My first baby is 19 years old.
She just finished up her freshman year of college and is back home for the summer.
Clearly, she’s not a baby anymore. Technically, she’s not even a child anymore, even though she’ll always be my child, and she’ll always be a little bit my baby.
She’s a young adult, with her own life and her own schedule and her own job and her own habits and her own dreams.
According to post after post I’ve been seeing on social media lately, I’ve already burned through a lot of parenting real estate. I have a lot of mom mileage in my rearview mirror. I’ve used up the 940 Saturdays between my child’s birth and when she left for college.
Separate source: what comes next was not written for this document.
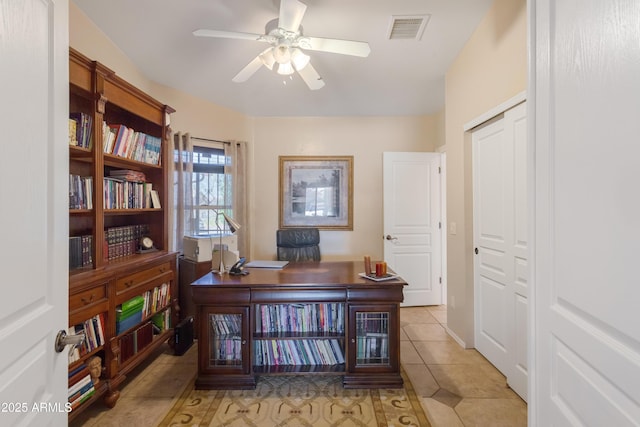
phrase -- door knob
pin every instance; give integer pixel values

I’ve emptied out the jar of 936 pennies representing all the weeks I had to raise this child.
I’ve had my turn at the 18 summers between when she was born and when she was considered “grown.”
I guess I’m supposed to feel done, somehow. I guess I’m supposed to feel like something has ended.
But I don’t feel either of those things. I’m sure part of it—probably a big part—has to do with the fact that she hasn’t completely moved out or moved away or moved on…yet. But I think the other part—probably the biggest part—is that during all those weeks and summers and Saturdays, I didn’t feel like I was counting down to anything. I felt like I was counting up to something.
I didn’t feel like I was emptying anything out. I felt like I was filling something up.
I didn’t feel like I was using up anything. I felt like I was storing up something.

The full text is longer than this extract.